Damit verfolgen die Köpfe hinter der Serie einen offensichtlich didaktischen Ansatz: Das Publikum schreibt in Gedanken mit, was für dramatische Konsequenzen sexualisierte Gewalt, aber auch der unüberlegte Umgang mit Betroffenen haben kann. Die Serie liefert glücklicherweise positive Gegenbeispiele: Eine der Freundinnen sucht Rat bei einer Anlaufstelle für Angehörige von Überlebenden sexualisierter Gewalt; einer der Täter geht zur Therapie, nachdem er das Ausmaß seiner Handlung begriffen hat.
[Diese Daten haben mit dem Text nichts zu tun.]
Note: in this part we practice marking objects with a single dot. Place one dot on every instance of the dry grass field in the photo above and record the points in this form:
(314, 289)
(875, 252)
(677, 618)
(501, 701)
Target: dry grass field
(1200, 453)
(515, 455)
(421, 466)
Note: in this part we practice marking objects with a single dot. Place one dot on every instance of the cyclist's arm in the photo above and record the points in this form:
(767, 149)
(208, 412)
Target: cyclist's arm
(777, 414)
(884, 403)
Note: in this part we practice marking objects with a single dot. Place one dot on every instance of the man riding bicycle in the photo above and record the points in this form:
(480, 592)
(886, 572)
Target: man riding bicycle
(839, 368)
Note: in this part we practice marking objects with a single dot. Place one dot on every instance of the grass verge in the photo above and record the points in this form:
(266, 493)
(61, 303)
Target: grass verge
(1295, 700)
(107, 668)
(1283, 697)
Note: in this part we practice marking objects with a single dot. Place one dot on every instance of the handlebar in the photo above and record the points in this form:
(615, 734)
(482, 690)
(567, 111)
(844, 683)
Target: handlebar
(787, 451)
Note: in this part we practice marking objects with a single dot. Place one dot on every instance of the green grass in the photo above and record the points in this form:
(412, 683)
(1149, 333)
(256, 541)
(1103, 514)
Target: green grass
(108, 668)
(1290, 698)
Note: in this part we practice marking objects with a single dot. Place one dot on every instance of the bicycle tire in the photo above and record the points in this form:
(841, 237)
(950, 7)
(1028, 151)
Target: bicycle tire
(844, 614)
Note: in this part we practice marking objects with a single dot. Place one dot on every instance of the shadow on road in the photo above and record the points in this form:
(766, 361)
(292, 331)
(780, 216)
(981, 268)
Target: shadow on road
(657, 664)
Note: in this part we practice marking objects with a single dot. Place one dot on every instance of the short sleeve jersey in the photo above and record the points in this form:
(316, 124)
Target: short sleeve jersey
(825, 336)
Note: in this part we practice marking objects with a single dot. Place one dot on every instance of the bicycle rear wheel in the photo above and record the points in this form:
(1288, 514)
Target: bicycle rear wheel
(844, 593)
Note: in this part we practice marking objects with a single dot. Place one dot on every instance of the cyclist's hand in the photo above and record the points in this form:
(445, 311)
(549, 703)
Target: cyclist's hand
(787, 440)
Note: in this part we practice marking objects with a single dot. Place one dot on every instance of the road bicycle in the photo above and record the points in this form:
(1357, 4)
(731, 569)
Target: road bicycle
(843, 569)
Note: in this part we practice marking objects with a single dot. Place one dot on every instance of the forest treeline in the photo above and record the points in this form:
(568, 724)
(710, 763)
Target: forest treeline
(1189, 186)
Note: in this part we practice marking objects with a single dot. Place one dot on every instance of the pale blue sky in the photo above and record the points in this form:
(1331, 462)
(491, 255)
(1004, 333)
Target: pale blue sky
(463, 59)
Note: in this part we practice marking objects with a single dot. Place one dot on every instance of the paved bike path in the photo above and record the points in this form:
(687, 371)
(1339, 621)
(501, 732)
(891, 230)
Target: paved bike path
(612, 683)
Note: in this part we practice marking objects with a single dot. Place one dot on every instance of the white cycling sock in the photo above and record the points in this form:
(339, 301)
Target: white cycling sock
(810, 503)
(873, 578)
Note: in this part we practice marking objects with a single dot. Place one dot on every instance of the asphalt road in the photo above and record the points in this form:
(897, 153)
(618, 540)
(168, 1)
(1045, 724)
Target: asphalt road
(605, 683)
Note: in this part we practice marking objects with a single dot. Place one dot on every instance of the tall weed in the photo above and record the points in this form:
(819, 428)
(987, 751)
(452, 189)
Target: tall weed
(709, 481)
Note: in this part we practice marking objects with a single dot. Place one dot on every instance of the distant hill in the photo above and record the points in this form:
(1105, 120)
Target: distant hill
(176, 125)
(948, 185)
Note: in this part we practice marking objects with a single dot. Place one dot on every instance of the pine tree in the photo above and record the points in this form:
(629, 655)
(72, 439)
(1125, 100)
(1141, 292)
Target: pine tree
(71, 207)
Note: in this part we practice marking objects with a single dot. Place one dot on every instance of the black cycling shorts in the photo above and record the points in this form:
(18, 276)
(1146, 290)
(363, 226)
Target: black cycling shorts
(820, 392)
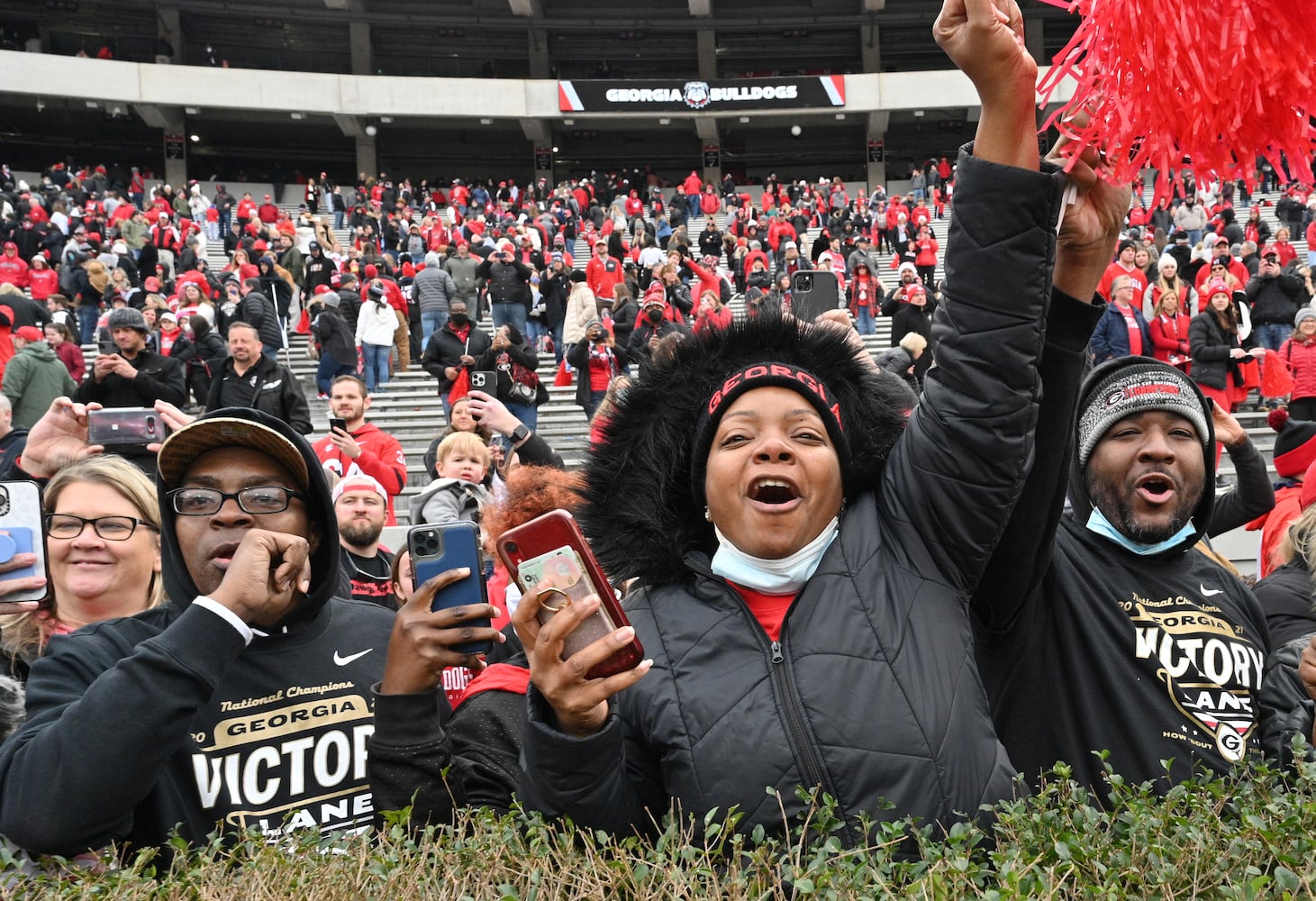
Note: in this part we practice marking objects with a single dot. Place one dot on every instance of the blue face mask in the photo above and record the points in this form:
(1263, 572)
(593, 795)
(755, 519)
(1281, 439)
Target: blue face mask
(785, 576)
(1102, 526)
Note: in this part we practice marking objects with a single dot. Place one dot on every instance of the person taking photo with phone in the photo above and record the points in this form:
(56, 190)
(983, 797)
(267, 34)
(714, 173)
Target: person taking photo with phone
(804, 560)
(102, 526)
(133, 376)
(183, 697)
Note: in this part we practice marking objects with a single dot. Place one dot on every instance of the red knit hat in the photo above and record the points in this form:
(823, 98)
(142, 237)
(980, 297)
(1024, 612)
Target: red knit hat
(1295, 445)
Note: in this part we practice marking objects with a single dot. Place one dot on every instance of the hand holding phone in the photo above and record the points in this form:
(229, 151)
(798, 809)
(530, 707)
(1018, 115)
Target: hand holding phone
(581, 647)
(437, 550)
(425, 638)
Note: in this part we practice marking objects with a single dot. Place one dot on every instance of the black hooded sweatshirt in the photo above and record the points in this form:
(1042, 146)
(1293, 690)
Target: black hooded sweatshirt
(168, 718)
(1085, 646)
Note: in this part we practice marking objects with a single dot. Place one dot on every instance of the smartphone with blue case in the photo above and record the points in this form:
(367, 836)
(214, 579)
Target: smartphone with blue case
(439, 548)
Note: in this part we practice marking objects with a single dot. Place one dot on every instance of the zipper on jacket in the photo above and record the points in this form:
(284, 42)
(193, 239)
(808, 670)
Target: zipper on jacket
(795, 730)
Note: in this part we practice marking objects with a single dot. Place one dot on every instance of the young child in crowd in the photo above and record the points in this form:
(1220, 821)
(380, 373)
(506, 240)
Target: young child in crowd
(458, 493)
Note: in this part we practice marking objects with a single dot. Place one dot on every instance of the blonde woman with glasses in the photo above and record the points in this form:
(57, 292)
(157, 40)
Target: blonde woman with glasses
(103, 548)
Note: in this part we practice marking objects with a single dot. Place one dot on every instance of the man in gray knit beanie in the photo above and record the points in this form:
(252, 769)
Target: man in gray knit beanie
(1107, 630)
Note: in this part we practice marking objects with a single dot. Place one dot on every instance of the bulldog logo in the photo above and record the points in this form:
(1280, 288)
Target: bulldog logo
(696, 94)
(1208, 668)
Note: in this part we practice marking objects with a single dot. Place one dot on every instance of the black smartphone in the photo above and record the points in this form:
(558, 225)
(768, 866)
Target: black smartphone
(439, 548)
(485, 379)
(125, 427)
(22, 532)
(812, 293)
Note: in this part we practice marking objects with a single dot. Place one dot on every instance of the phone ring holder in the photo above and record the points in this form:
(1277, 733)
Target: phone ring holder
(565, 602)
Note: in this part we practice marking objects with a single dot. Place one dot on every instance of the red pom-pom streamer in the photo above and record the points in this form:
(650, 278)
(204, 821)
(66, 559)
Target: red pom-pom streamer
(1165, 79)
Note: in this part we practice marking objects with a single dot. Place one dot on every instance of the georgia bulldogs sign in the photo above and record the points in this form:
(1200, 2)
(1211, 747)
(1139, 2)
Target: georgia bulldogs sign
(695, 96)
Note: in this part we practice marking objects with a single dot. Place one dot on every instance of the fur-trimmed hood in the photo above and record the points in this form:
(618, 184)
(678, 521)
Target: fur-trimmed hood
(640, 511)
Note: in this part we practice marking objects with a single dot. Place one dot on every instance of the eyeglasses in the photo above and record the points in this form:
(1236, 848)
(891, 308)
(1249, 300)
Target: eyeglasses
(112, 528)
(257, 499)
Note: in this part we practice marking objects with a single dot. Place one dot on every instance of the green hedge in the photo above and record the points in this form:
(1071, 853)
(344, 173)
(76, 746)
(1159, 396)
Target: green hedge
(1248, 837)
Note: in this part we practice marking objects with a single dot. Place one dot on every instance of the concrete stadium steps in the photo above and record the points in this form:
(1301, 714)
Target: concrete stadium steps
(413, 411)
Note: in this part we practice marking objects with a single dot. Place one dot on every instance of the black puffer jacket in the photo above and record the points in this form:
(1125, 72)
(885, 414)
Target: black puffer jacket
(1210, 347)
(871, 690)
(1286, 598)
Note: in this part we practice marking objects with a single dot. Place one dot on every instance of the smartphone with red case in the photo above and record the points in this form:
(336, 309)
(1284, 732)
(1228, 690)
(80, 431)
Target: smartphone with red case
(551, 548)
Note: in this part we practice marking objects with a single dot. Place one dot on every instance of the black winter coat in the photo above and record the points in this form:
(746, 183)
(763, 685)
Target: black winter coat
(336, 338)
(871, 690)
(1210, 347)
(266, 387)
(445, 350)
(1286, 598)
(578, 355)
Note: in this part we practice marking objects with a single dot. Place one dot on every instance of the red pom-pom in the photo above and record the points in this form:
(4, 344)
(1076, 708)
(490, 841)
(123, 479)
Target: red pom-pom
(1167, 79)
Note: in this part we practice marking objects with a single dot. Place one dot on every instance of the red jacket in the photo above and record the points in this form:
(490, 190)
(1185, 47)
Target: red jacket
(719, 319)
(43, 282)
(779, 231)
(865, 291)
(603, 274)
(1169, 335)
(1301, 357)
(380, 458)
(14, 268)
(1274, 526)
(927, 251)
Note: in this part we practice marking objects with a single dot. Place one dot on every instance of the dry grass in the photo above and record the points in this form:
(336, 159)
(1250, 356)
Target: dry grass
(1252, 837)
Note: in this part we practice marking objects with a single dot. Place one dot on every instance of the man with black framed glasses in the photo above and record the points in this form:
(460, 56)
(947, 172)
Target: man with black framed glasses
(245, 701)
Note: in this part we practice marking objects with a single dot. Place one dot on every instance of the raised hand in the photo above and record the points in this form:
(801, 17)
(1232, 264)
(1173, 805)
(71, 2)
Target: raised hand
(266, 578)
(985, 39)
(59, 439)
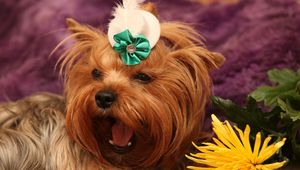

Trotzdem geht die durchaus notwendige (siehe Eingangszitat!) Lehrstunde in Kitsch über, etwa wenn sich die Schulmitglieder plötzlich geschlossen mit den betroffenen Mädchen solidarisch zeigen oder Alma sich als furchtlose Retterin für gefühlt jede Lebenslage entpuppt.
Nah an der Realität
An den Haaren herbeigezogen sind die Grundthemen der Serie jedoch nicht: 2023 schlug die spanische Justiz Alarm, nachdem die Sexualdelikte unter Minderjährigen zwischen 14 und 17 Jahren in nur einem Jahr um 14 Prozent gestiegen waren. Damit erreichte der Wert den Höchststand seit der Aufzeichnung der Delikte. Vor allem die Massenvergewaltigungen, teilweise von unter Vierzehnjährigen begangen, fallen auf. Die Betroffenen sind vorwiegend Mädchen und Frauen, die Täter meist Männer. Diese Verhältnisse behält die Serie bei.
Umso wichtiger scheint eine Serie wie „Ni una más“, besonders im Vergleich zu weichgespülten Jugendserien, in denen die Teenies um eine Verabredung beim Schulabschlussball oder um die Aufnahme in ein Sportteam bangen. Stattdessen erinnert „Ni una más“ eher an Serien wie „Everything now“: Dort dreht sich alles um die sechzehnjährige Mia Polanco (Sophie Wilde), die sowohl ihre Essstörung überwinden als auch die Meilensteine des Teenagerlebens erreichen will. Beide Formate warten mit einer rauen, offenen und angriffsbereiten Jugend auf, die versucht durch eine patriarchale Welt voller Sex und Drogen zu navigieren. Das macht die Serien schließlich auch für Erwachsene interessant, denn das Leid, das diese Jugendlichen erfahren, betrifft letztlich die ganze Gesellschaft.